¿Un partido de creyentes?
Encuentro entre las informaciones de la semana que podría aparecer un nuevo partido llamado Libres del que podrían hacer parte los 10 millones de cristianos que constituyen los distintos grupos religiosos distintos de la Iglesia católica.
Después de su exitosa participación en el plebiscito del 2 de octubre, en que apoyaron el No a los acuerdos y de la movilización contra la cartilla de educación sexual entendieron que por quedarse recluidos en las iglesias “no conquistaron los sitios de poder” y que solo los han buscado “para que guíen sus rebaños a votar por alguno de los políticos que luego los abandonan”. Por tanto “están cansados de que los consideren marcianos”.

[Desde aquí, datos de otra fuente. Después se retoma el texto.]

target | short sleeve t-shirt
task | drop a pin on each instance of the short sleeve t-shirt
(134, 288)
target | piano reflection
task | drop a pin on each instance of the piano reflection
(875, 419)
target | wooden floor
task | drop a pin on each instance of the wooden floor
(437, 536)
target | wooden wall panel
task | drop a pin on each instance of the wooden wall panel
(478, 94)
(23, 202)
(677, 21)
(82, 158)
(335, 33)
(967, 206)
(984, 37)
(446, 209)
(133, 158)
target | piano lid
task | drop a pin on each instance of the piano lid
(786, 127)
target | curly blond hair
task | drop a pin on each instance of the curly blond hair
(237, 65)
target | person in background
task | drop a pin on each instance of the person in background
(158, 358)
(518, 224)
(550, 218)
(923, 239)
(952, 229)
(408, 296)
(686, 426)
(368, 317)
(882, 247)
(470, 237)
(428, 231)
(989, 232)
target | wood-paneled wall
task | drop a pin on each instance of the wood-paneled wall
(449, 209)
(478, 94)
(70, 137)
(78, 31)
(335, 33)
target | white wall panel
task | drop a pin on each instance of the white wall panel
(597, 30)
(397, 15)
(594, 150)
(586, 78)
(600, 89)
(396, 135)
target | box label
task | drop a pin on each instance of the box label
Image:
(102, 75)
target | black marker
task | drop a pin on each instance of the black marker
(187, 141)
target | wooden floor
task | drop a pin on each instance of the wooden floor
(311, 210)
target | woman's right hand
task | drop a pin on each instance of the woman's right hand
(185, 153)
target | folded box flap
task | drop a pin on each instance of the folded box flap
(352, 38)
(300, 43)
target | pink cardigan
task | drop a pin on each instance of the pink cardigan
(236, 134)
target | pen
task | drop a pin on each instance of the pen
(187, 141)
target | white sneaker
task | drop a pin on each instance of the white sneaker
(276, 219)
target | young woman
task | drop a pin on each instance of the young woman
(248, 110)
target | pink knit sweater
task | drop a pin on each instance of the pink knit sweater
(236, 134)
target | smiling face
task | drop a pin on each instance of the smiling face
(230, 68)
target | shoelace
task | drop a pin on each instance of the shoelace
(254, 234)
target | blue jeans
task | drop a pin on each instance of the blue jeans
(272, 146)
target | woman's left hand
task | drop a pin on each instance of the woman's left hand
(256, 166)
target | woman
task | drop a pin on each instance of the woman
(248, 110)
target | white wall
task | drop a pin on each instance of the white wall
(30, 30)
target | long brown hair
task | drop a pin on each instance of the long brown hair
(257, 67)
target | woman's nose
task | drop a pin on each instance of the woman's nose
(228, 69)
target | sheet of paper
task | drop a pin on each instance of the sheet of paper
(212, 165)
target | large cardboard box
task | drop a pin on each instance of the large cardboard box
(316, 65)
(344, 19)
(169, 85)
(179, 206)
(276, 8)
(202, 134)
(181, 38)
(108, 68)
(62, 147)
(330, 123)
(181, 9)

Leyendo estas consideraciones uno puede preguntarse: ¿qué pasaría si la Iglesia católica en Colombia decidiera convertirse en un partido político? Lo pienso y encuentro que:
1.- Estaría repitiendo un error que, después del Concilio Vaticano II se pudo mirar como una gran equivocación histórica. Fueron años en que la evangelización fue limitada por las pasiones políticas y en que se obró bajo la equivocada convicción de que la suerte de la Iglesia estaba atada a la del partido conservador. Los esfuerzos dedicados a combatir el liberalismo, primero, después el comunismo, más adelante a los masones y a los protestantes, impidieron una dedicación total al anuncio del Evangelio. Esa historia dejó, entre otras, la enseñanza de que religión y política, mezclados, solo obtienen un coctel explosivo y dañino; que eso sería un partido católico.
2.- Estaría abandonando su misión, o subestimándola. El llamado de la Iglesia dejaría de ser universal, es decir, abierto a todos y se restringiría a los leales al partido. Una Iglesia que no debe excluir a nadie, estaría excluyendo a los de los otros partidos.
Además su doctrina quedaría reducida a los términos de las tesis partidistas. El reino, que no es de este mundo, tendría las fronteras de los reinos de este mundo.
3.- Y entraría en la Iglesia la corrupción del poder. Si en estos momentos una de las luchas del papa Francisco es por la descontaminación de poder en la curia romana y en las estructuras de la Iglesia, ¿alguien puede imaginar el desastre que sobrevendría después de la introducción de un fervor religioso por el poder político? Es amarga la historia de aquellos años en que el arzobispo de Bogotá intervenía en la selección de los candidatos a la presidencia y otro obispo bendecía las armas de los ejércitos que perseguían liberales.
¿Con qué autoridad moral podría hablar la Iglesia del necesario exorcismo del poder por la vía del servicio, si ella misma, como partido, estuviera en lucha por el poder?
Es hora de recordar, entre otros, el diálogo de Jesús con el gobernador romano, en que le dejó claro que el político y él hablaban lenguajes distintos. Hubieran podido reprocharle a Jesús su lógica marciana, su desinterés en buscar alianzas con el poder, su aparente autosuficiencia al decir: “mi reino no es de este mundo”. Pero es su Reino, que es también el de la Iglesia, que hace estar en el mundo sin ser del mundo, a todos los que creen en El. Llegado a este punto de mis reflexiones tengo la sospecha de que por mi cabeza ha pasado una pesadilla.